2年ぶりの池袋は、物凄い人々でごった返している。いつ行っても好きになれない街だが、コンサートとあっては仕方がない。長いエスカレータに乗ると、いつもは目にする老人や杖をついたような人をあまり見かけない。渋谷には行き慣れた人々も、池袋までとなると諦めざるを得ないのだろうか。久しぶりの満員のコンサートは、やっと取り戻された「日常」の光景である。客席がマスクをして開演を待っていると、同じようにマスクをした二人の人間が舞台に登場した。オーケストラは管楽器を除いてまだ舞台には登場していないから、係の人が何かを告げに来たのではないかと思っていたが、会場は大きな拍手に包まれた。何とその2人こそ、ヴァイオリニストのレオニダス・カヴァコスと指揮者のヘルベルト・ブロムシュテットだったのである。

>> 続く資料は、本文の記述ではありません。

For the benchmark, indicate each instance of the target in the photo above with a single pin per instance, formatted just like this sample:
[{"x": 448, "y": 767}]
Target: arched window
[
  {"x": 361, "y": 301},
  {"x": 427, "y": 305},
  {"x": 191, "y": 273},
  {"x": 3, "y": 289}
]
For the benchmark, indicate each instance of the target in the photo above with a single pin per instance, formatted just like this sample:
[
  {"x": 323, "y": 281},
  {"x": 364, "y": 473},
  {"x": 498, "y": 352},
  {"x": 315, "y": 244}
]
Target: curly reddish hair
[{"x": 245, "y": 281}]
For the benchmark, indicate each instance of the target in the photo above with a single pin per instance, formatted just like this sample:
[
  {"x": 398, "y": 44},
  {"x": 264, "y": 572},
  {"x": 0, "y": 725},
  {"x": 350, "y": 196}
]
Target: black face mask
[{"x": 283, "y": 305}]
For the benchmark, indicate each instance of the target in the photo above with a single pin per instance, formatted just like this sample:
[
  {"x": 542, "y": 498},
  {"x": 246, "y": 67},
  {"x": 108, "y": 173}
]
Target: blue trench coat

驚いたことにブロムシュテットは杖もつかず、歩いて指揮台に向かった。そしてその後を追うようにオーケストラの残りのメンバーが舞台に現れた。何とも粋な演出は、9月のヤルヴィの時にもそうだったらしい。やがてチューニング。今日のコンサートはFMで生中継、テレビ録画もされる。プログラムの最初はブラームスのヴァイオリン協奏曲である。ギリシャ生まれの世界的ヴィルトゥオーゾ、カヴァコスは、1967年生まれというから私とほとんど年齢が変わらない。若いと思っていたら、もう50代なのである。ブックレットによれば、すでに過去3回もN響と共演しているようだ。

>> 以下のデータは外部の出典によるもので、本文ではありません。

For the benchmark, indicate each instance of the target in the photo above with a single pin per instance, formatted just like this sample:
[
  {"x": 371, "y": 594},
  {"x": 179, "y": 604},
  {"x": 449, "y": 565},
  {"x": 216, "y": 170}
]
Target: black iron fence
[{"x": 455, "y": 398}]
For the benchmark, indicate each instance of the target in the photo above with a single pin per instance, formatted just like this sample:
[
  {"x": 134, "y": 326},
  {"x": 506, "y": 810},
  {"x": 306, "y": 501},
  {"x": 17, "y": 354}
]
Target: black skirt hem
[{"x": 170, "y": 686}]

一言で言えば、ブラームスのヴァイオリン協奏曲をこんなに軽々しく演奏したのを見たのは初めてだ。CDで数多くの演奏に接している名曲だが、どの演奏もずっしりと重く、相当真剣になって弾く曲という印象が強い。録音ならなめらかで美しく聞かせるか、ライブなら必死の形相で難曲を弾き切るか。ところがカヴァコスは、どんなに速いところでも圧倒的なテクニックで難しいフレーズを乗り切って見せる。これは言ってみれば、パガニーニ風のブラームス。そして驚くのは、その速さに指揮がきっちりとついて行っている、というと失礼で、完全に独奏者の求める伴奏をこなしていることだろう。

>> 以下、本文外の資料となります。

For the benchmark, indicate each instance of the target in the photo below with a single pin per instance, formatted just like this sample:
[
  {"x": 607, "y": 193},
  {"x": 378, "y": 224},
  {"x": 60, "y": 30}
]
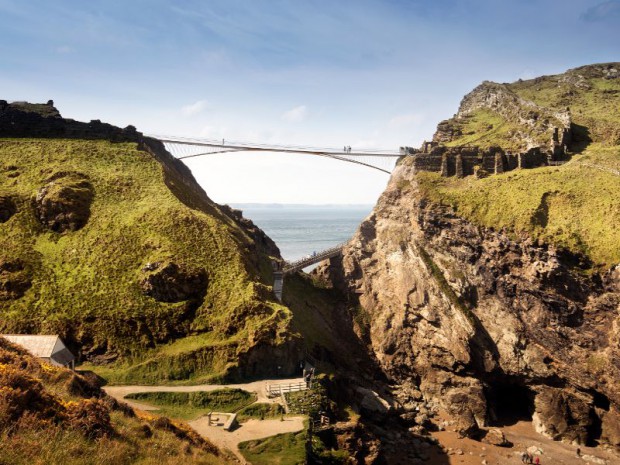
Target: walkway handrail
[
  {"x": 236, "y": 145},
  {"x": 291, "y": 267}
]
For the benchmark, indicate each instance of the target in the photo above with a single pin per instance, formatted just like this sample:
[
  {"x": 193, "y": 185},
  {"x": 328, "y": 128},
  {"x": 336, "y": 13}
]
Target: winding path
[{"x": 247, "y": 431}]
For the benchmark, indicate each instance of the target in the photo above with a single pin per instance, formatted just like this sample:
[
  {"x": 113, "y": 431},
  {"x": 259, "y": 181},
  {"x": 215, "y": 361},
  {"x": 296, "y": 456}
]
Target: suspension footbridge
[
  {"x": 381, "y": 160},
  {"x": 186, "y": 147}
]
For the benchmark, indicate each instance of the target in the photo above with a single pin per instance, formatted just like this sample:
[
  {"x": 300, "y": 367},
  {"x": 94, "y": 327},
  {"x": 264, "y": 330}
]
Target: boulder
[
  {"x": 496, "y": 437},
  {"x": 169, "y": 282},
  {"x": 14, "y": 279},
  {"x": 63, "y": 204},
  {"x": 562, "y": 414}
]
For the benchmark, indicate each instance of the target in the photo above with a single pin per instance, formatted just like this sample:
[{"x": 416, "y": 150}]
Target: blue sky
[{"x": 364, "y": 73}]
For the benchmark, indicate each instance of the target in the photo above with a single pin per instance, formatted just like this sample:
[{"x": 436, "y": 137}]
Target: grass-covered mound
[
  {"x": 191, "y": 405},
  {"x": 575, "y": 205},
  {"x": 261, "y": 411},
  {"x": 51, "y": 415},
  {"x": 282, "y": 449},
  {"x": 97, "y": 245}
]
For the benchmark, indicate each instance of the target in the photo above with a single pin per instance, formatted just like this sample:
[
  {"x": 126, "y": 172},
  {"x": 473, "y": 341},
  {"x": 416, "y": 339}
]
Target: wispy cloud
[
  {"x": 401, "y": 121},
  {"x": 295, "y": 115},
  {"x": 605, "y": 11},
  {"x": 64, "y": 49},
  {"x": 195, "y": 108}
]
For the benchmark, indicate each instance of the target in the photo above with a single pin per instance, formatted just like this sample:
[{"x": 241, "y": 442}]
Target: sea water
[{"x": 300, "y": 230}]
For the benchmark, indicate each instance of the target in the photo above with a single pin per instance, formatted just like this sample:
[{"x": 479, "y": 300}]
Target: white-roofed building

これまで私たちは、老齢の指揮者がしばしば椅子に腰かけながら演奏する弛緩した音楽を、「枯淡の境地」などと形容しながら受け入れてきた。ブルーノ・ワルターやオットー・クレンペラーの生気を失った音楽は、辛うじて間に合ったステレオ録音によって忘却を免れ、故障続きのヘルベルト・フォン・カラヤンや晩年のレナード・バーンスタインの常軌を逸した演奏も、理解ある聴衆と商売気の塊であるレコード会社、それに献身的オーケストラによって、評論家をも巻き込んだ賛美の嵐が演出されてきた。それでも何十年かが経つと評価は歴史の波にさらされる。結局、80歳を過ぎても矍鑠として、一切の妥協を許さない指揮をしたのは、ギュンター・ヴァント、ピエール・ブーレーズ、それにニクラウス・アーノンクールくらいしか思いつかない。しかしかれらは80代で突然この世を去ってしまった。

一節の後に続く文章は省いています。